Publishing and sharing

October 22, 2023  •  Leave a Comment

(First published in 2013)

I publish a lot of band photos on social media. I like my photos to be seen, not to gather virtual dust on a hard drive. I like being able to get instant feedback (and dopamine, not gonna lie). I love the potential of the knock-on effect of publishing live concert photos - someone might feel inspired to go to a gig, or listen to a band they haven’t heard before. It’s great being able to promote the shows of bands I love to the communities that I am part of. I love it when sharing images starts a chain reaction of conversation that results in tickets or merch sales or the growth of a fanbase. 

I have met and photographed some fantastic people and had some priceless experiences because of connections I’ve made online through sharing my photography, and some of the relationships that have built are very dear to me. A lot of my friends are musicians, or the friends and families of musicians - the support network, the people who can’t necessarily go to the gigs because they are holding the fort at home. I often share so that they get to feel part of it too.  

But damn, it can be tricky to navigate. Music photography can be bloody expensive and time consuming. Exposure on social media is NOT a fast-track way to paid work (I can count on one hand the number of times that's happened in all the years I've been doing this). But as anyone in a creative role will have experienced, people are just accustomed to consuming media for free.

The thousands spent on equipment, time invested in learning, improving, developing a style, seeking accreditation, travelling, photographing, countless hours of sorting and editing...none of that is really visible. 
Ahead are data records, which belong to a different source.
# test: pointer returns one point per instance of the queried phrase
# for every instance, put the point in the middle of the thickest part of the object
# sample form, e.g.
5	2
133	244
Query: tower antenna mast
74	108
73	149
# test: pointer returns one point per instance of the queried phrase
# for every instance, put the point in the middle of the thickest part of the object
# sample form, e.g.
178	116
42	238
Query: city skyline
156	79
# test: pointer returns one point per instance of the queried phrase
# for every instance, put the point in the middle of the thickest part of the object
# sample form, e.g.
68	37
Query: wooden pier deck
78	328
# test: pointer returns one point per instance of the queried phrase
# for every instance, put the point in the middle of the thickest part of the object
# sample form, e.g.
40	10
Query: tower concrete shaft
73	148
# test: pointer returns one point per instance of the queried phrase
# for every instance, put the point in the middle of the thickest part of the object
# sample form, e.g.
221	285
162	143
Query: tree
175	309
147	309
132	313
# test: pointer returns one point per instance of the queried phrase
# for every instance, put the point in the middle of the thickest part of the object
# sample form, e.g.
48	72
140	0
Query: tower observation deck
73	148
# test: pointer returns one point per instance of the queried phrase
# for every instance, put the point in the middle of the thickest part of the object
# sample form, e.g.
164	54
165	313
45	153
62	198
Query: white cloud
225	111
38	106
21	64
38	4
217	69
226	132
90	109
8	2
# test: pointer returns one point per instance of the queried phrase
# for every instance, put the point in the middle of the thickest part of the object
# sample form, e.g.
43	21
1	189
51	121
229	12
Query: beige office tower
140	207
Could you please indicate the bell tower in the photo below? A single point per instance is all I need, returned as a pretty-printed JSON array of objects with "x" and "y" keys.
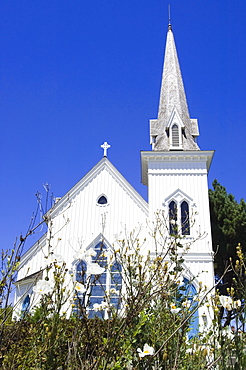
[{"x": 176, "y": 170}]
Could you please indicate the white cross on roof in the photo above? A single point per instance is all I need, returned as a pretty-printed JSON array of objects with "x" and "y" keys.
[{"x": 105, "y": 147}]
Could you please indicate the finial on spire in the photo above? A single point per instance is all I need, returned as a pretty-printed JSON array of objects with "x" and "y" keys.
[
  {"x": 169, "y": 18},
  {"x": 105, "y": 147}
]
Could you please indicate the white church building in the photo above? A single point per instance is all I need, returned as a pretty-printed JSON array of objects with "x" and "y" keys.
[{"x": 103, "y": 205}]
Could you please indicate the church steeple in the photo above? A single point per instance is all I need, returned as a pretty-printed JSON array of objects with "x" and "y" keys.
[{"x": 173, "y": 130}]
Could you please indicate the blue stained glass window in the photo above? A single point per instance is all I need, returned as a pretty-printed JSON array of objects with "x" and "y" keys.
[
  {"x": 99, "y": 284},
  {"x": 189, "y": 292},
  {"x": 185, "y": 220},
  {"x": 173, "y": 217},
  {"x": 26, "y": 304}
]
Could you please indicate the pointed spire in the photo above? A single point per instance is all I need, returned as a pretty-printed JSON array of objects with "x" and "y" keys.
[
  {"x": 172, "y": 87},
  {"x": 173, "y": 105}
]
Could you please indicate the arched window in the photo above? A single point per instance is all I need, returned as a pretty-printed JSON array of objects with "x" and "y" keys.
[
  {"x": 116, "y": 283},
  {"x": 98, "y": 283},
  {"x": 25, "y": 304},
  {"x": 189, "y": 292},
  {"x": 185, "y": 220},
  {"x": 175, "y": 135},
  {"x": 98, "y": 286},
  {"x": 102, "y": 200},
  {"x": 173, "y": 217}
]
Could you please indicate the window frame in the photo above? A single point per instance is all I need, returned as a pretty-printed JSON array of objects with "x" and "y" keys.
[{"x": 89, "y": 284}]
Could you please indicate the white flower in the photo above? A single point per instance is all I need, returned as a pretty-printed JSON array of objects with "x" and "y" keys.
[
  {"x": 227, "y": 332},
  {"x": 42, "y": 287},
  {"x": 97, "y": 307},
  {"x": 55, "y": 258},
  {"x": 147, "y": 351},
  {"x": 174, "y": 309},
  {"x": 226, "y": 302},
  {"x": 94, "y": 269},
  {"x": 186, "y": 304},
  {"x": 80, "y": 288}
]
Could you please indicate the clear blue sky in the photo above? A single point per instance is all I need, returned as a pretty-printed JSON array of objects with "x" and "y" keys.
[{"x": 76, "y": 73}]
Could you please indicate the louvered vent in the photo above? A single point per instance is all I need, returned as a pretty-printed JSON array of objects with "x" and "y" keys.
[{"x": 175, "y": 135}]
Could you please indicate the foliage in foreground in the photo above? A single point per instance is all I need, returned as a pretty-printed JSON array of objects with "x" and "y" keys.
[{"x": 147, "y": 330}]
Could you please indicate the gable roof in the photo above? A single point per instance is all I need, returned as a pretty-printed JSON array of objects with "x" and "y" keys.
[{"x": 103, "y": 164}]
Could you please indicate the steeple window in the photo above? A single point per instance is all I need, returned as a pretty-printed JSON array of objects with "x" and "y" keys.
[{"x": 175, "y": 135}]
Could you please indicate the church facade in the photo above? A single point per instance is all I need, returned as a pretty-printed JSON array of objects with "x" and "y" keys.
[{"x": 102, "y": 207}]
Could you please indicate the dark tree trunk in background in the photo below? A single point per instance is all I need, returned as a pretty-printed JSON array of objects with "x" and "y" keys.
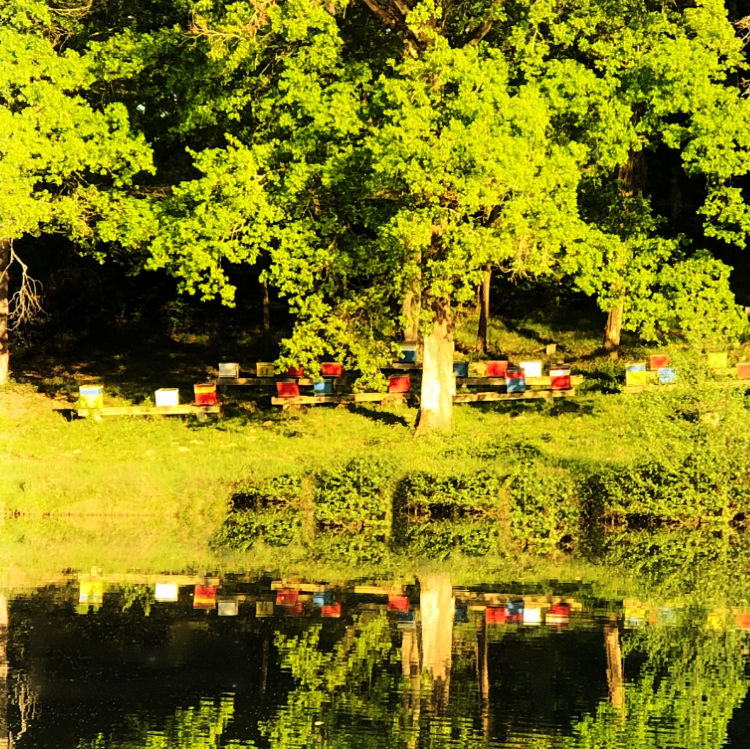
[
  {"x": 4, "y": 309},
  {"x": 484, "y": 312}
]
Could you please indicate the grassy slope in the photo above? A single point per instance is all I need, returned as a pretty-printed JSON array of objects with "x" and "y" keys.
[{"x": 149, "y": 493}]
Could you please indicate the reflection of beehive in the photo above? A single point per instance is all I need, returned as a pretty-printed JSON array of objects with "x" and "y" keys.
[
  {"x": 531, "y": 368},
  {"x": 91, "y": 396},
  {"x": 636, "y": 375},
  {"x": 167, "y": 397},
  {"x": 264, "y": 369},
  {"x": 229, "y": 369},
  {"x": 204, "y": 597},
  {"x": 91, "y": 591},
  {"x": 167, "y": 592},
  {"x": 228, "y": 606},
  {"x": 717, "y": 359}
]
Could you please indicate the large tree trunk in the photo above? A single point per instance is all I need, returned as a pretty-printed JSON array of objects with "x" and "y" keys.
[
  {"x": 437, "y": 609},
  {"x": 436, "y": 407},
  {"x": 4, "y": 309},
  {"x": 613, "y": 329},
  {"x": 484, "y": 311}
]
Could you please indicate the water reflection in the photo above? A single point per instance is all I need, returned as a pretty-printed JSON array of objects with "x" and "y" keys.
[{"x": 185, "y": 661}]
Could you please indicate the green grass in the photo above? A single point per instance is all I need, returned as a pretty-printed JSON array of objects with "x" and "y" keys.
[{"x": 139, "y": 493}]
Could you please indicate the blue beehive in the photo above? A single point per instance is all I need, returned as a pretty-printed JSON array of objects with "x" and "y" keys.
[
  {"x": 323, "y": 387},
  {"x": 323, "y": 598},
  {"x": 461, "y": 369},
  {"x": 515, "y": 382},
  {"x": 409, "y": 353},
  {"x": 666, "y": 375},
  {"x": 514, "y": 610}
]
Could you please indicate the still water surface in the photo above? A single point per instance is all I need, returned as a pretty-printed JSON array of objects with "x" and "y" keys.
[{"x": 191, "y": 662}]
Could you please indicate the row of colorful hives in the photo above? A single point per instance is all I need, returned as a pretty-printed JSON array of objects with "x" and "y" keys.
[
  {"x": 496, "y": 609},
  {"x": 204, "y": 394},
  {"x": 516, "y": 378},
  {"x": 657, "y": 368}
]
There's so much more to be said, but the subject was supposed to be image use on social media and I'm already off-roading! 

In my enthusiasm to share content I'm beyond terrible at remembering to have this conversation - which I should always, always have upfront (and regret when I don't). Bottom line - if you like it enough to want to share it, please respect the wishes of the person who made it

  1. No screenshotting, cropping or editing. I upload images how I want them to be presented. NO GODDAMN FILTERS. Please. Especially not that cartoony crap. And the watermark is there for a reason.
  2. Share using the share button, use my name (it's written on every photo!) and tag @bandsonstage if you're reposting. This way I have a fighting chance of keeping track of where a photo is shared, and people can trace it back to me. 
  3. For any potential use elsewhere, contact me and we can talk fees.

I watermark images I put on social media with the copyright symbol, my name, and website address. Now, technically I don’t have to do this - copyright is automatic and exists as soon as the shutter is pressed. But there are still a lot of misunderstandings, so I do this to:

  • Identify myself as the photographer.
  • Make it easy for people to trace the source of the photo 
  • Prevent the photo being claimed by someone else as their work 
  • Prevent the photo from becoming an ‘orphaned work’

Is watermarking foolproof? Absolutely not. Photos still get used in all sorts of ways that haven't been agreed, and honestly it just drains the energy right out of me. Most people don't want to do wrong by you, and although this is no excuse, most problems arise from people not realising that there are dos and don'ts when it comes to using pictures that you find on the internet.

As aesthetically annoying as it is, adding my copyright watermark to each image removes ambiguity about where the photo has come from, makes a discussion with someone about the way a photo has been used a whole lot simpler. Also, if someone wants to commission me, license a photo for commercial use, buy a print...or, ya know, even just say thanks - they know how to find me!